Stock footage movie consisting of clips from movies, television or home videos

A video mixtape (VMT) is a stock footage movie consisting of clips from movies, television or home videos that are generally circulated as bootleg videos. Also called party tapes or video compilations, this phenomenon comes from the days of Betamax and VHS, when home editing and duplication became possible for the masses. Video mixtapes are distributed on VHS or DVD, or by one of the many distribution methods the internet has to offer. The concept and "feel" of a video mixtape is derived from the audio mixtape phenomenon.

== Content ==
Video mixtapes usually contain short clips from various sources. Favorite sources include "home-shopping channel and public-access television bloopers, scenes from sleazy splatter B-movies, amazing news footage, bizarre pornography, strange homemade video projects, extreme sports, disasters and mishaps captured on film, or foreign television gone mad. There has never been a set criteria for the footage that video enthusiasts collect."
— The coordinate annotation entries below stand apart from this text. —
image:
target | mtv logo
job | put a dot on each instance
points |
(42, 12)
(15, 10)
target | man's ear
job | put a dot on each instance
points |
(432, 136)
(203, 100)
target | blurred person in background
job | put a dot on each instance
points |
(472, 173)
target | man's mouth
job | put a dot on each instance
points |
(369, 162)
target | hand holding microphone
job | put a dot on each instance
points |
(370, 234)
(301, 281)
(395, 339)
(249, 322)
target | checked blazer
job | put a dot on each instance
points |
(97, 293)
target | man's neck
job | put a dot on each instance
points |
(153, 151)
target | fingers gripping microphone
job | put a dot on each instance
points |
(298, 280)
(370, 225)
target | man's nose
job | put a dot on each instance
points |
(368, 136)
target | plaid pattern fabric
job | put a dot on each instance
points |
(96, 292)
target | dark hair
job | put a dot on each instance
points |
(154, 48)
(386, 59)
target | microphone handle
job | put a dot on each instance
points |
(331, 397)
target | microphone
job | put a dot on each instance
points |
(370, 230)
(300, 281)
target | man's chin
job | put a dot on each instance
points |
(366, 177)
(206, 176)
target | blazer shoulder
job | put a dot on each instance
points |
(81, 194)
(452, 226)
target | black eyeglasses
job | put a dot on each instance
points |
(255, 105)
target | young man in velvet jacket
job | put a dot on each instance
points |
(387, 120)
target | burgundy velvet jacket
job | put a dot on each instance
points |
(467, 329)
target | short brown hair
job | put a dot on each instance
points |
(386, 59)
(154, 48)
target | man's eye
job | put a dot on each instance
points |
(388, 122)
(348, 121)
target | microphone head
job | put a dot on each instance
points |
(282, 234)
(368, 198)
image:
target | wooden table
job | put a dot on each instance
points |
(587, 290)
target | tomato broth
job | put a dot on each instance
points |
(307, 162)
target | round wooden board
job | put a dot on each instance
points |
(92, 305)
== Mixtapes and internet culture ==
The emergence of high-speed internet provided an easy and cheap means to download and swap videos online. The ability to edit videos with free software on consumer computers no longer requires an expert to produce mixtapes. Most modern video mixtapes are released on DVD and through internet download. This can be in the shape of an ISO image of the DVD, video file, and streaming video.